# staffy cross?



## C&M Cresties (Mar 10, 2008)

hey all,

me and my partner got what we beleaved and were told to be a staffordshire bull terrier back in september. since she grew bigger we started to wonder if she was a cross. ive managed to contact the bloke and hes adiment shes a full staff and the reason shes tall is because her dad was big. shes 9months old, 18 inches tall ang weighs 13.35kgs.

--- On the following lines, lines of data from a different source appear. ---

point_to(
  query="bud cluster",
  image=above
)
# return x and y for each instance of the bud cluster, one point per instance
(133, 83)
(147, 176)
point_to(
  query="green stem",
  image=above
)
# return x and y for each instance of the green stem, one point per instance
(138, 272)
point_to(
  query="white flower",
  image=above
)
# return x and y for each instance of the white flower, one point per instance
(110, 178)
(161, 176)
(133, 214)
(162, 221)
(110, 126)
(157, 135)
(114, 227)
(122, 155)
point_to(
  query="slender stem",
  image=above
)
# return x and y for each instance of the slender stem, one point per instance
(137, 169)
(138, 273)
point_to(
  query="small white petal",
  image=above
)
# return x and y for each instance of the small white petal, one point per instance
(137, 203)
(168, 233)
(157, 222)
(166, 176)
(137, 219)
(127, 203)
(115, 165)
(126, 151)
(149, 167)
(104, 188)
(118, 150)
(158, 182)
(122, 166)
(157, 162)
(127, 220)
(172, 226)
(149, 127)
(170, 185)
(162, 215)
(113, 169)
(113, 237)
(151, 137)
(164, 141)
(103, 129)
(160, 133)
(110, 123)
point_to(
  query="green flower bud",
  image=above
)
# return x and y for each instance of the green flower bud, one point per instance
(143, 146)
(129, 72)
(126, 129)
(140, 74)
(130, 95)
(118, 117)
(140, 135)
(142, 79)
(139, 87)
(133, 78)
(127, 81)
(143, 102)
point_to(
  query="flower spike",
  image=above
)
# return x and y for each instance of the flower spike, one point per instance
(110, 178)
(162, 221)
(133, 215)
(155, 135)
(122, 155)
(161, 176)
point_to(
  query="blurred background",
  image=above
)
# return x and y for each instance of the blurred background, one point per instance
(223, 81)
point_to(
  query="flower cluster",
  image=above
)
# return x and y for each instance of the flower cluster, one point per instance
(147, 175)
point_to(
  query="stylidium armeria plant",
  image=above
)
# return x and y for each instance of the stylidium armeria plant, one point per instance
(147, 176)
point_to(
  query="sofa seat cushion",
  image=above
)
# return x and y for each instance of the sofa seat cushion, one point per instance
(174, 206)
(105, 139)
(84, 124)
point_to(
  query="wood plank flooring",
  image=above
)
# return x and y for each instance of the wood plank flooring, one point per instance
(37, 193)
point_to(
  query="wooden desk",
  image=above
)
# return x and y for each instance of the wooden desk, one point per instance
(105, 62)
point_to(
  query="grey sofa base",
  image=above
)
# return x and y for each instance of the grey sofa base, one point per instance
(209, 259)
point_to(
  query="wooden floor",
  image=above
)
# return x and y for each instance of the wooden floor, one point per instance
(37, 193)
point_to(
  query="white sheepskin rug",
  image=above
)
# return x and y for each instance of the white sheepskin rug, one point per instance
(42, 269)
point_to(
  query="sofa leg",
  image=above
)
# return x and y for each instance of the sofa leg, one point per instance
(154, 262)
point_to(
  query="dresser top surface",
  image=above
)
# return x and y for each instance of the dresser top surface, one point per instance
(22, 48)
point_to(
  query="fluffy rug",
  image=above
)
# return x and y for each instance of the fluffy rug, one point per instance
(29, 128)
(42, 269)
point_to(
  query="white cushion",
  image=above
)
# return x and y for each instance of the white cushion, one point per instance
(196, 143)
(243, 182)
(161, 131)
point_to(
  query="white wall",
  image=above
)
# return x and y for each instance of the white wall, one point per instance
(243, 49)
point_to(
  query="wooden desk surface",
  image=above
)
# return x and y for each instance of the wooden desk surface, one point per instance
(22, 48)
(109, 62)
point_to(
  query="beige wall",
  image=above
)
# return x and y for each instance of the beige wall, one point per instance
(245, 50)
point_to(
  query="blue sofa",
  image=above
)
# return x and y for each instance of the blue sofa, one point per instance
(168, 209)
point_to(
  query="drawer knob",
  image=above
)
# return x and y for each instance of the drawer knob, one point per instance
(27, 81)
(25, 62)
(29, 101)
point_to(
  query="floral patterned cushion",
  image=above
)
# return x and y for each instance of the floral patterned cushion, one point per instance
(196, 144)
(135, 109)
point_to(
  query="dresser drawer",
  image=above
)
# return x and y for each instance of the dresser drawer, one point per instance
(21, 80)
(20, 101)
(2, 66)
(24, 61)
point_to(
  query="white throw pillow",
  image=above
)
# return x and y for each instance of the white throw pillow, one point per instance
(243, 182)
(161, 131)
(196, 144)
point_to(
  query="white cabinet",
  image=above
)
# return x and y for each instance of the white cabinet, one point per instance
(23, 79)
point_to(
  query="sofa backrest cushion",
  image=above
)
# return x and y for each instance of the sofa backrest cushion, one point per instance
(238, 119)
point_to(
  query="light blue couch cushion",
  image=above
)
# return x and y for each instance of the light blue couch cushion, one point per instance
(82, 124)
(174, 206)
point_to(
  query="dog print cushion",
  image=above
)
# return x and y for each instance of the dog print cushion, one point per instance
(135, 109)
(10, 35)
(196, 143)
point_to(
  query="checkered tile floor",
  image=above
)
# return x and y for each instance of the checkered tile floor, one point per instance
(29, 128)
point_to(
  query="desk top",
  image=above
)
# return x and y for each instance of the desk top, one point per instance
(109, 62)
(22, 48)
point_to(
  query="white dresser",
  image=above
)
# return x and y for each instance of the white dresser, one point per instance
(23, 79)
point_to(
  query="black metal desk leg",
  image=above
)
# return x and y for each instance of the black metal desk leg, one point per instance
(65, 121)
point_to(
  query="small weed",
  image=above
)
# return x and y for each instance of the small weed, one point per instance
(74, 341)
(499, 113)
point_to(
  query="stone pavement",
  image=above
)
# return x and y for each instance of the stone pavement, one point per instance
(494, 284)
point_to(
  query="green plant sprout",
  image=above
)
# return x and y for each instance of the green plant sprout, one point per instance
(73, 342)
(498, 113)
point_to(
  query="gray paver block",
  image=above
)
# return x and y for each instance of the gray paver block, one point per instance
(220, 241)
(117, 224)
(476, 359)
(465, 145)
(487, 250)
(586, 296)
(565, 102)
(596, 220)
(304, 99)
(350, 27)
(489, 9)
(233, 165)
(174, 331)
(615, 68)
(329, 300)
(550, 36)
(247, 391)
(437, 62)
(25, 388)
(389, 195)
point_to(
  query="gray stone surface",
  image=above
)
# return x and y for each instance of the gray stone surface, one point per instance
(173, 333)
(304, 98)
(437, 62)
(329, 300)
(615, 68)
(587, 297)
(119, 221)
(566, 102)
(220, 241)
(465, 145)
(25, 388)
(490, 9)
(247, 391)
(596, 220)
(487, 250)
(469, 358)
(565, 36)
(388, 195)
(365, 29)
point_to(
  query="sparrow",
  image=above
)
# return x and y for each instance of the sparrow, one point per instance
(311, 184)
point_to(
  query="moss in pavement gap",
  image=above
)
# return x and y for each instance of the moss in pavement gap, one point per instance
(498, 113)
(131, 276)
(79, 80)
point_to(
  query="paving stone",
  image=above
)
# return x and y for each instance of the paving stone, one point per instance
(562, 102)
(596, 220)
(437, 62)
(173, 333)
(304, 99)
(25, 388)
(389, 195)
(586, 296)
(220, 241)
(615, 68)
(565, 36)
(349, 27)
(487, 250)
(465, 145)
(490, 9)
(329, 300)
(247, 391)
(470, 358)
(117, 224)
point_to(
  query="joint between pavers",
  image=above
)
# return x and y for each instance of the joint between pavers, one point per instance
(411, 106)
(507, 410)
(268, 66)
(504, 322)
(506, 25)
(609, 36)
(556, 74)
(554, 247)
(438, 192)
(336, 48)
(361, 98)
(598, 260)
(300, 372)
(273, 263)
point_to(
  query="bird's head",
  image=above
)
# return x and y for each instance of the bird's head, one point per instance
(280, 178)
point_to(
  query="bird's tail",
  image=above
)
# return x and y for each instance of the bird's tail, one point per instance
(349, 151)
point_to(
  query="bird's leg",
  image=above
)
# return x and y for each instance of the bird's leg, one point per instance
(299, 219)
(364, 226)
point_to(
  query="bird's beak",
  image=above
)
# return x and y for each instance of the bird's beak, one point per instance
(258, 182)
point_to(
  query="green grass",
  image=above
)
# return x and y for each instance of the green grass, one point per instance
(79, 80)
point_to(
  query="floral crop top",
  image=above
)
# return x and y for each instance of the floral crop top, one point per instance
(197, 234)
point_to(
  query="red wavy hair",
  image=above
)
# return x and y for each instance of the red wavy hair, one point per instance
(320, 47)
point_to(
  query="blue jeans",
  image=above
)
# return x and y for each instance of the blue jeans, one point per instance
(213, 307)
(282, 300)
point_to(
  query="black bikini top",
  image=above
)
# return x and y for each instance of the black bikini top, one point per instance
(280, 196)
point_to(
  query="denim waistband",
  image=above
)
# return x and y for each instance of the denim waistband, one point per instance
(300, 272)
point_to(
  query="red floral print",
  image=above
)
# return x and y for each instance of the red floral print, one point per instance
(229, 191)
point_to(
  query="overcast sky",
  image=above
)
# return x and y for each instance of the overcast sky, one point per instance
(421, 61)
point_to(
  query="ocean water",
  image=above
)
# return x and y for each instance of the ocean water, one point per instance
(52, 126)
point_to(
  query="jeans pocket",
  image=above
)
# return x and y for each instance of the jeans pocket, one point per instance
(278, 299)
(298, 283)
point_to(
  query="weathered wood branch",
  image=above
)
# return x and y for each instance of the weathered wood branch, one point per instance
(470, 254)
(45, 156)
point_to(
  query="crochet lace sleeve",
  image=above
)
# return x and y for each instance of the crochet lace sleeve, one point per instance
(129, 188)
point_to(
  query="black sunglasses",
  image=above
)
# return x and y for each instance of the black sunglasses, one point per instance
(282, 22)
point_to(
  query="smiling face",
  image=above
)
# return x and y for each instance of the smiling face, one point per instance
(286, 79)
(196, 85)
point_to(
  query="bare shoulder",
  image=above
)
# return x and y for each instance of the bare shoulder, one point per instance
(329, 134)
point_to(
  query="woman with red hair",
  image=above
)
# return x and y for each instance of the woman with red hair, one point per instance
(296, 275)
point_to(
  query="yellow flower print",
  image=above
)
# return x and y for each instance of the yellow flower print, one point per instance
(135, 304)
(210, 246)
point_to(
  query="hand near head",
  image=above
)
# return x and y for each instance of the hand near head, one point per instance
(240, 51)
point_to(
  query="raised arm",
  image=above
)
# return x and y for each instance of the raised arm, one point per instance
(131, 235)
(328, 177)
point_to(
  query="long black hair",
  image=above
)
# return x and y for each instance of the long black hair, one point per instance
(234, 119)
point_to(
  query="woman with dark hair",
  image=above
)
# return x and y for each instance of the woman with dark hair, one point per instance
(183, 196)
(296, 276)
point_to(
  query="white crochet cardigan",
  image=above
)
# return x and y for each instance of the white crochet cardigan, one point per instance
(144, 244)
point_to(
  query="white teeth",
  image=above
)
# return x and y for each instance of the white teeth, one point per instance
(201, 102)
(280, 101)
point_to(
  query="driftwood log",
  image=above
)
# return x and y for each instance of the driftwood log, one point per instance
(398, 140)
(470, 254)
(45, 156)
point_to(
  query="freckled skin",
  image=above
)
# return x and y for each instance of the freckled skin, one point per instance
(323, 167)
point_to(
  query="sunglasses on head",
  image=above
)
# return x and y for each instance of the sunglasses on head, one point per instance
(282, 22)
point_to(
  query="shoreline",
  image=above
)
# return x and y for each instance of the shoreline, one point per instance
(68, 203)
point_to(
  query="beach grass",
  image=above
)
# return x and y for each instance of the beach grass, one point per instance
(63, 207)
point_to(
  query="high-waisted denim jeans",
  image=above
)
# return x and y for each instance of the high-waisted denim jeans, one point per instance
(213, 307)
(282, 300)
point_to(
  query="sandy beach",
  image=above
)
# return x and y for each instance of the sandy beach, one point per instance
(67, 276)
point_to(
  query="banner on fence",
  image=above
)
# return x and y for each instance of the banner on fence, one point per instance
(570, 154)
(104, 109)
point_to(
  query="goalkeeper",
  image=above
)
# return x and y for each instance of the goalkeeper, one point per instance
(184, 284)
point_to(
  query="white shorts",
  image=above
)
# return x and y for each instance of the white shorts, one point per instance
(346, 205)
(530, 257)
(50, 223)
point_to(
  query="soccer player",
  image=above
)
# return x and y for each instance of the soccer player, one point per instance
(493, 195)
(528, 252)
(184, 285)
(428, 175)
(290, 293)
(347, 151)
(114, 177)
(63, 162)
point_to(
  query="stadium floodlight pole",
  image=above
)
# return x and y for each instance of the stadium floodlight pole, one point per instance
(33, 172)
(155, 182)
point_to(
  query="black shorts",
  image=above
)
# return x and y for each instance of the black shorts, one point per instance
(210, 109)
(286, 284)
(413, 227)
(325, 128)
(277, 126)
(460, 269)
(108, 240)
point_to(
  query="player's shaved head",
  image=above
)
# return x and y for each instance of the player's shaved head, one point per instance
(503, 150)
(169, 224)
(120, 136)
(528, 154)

any ideas if she looks pure or cross, would be much appreciated thanks


----------



## Charlotte__ (Dec 26, 2010)

she does look quite like a cross, because staffs usually fill out more then that by that age, cant help with what she could be crossed with though sorry : victory:


----------



## snowdrop (Feb 5, 2011)

I'd say she is a cross, i would say she isn't well built enough to be a pure staffy, but you never know she could just be developing a little slower. Did you see both parents?


----------



## ralphsvivariums (Dec 15, 2009)

i have a blue staffy and he is very big, as in tall but he didn't fill out until he was a good year old he looked the same build as yours at that age, plus yours is a girl so she may just be a bit smaller, here is a pic of my boy now.


----------



## C&M Cresties (Mar 10, 2008)

didnt see the parents so wont be sure until shes older and stops growing. she did look just like a staff pup when we got her. my aunt said her staff was like that and they thought she was a whippet cross but then between a year and 18 months she stocked out. your blue staff is adorable, think my partner wants him lol


----------



## snowdrop (Feb 5, 2011)

BCmattFC said:


> didnt see the parents so wont be sure until shes older and stops growing. she did look just like a staff pup when we got her. my aunt said her staff was like that and they thought she was a whippet cross but then between a year and 18 months she stocked out. your blue staff is adorable, think my partner wants him lol


I wouldn't worry to much then, my rottie didn't look like a rottie when she was little until she started to fill out :2thumb: Although how come you didn't even see mum? (if you don't mind me asking).


----------



## C&M Cresties (Mar 10, 2008)

didnt buy her from the breeder. who i got her from already had 3 other dogs and couldnt cope with 3 dogs a pup and his 2 children. shes still amazing no matter how she turns out


----------



## snowdrop (Feb 5, 2011)

BCmattFC said:


> didnt buy her from the breeder. who i got her from already had 3 other dogs and couldnt cope with 3 dogs a pup and his 2 children. shes still amazing no matter how she turns out


Ow right, I thought you got her from a breeder :lol2:, but its a shame when a pups brought into a home then has to go somewhere else. I'm sure she'll be staying with you for the rest of her life though, no doubt about it 
She does look stunning by the way


----------



## Tds79 (Nov 6, 2010)

id say she is a cross her nose looks too long and she is leggy. She looks whippet/lurcher cross too me but could be wrong. She is lovely :flrt:


----------



## oldtyme (Mar 16, 2008)

that look like a bull/whippet (lurcher)


----------



## Carnuss (Feb 27, 2011)

oldtyme said:


> that look like a bull/whippet (lurcher)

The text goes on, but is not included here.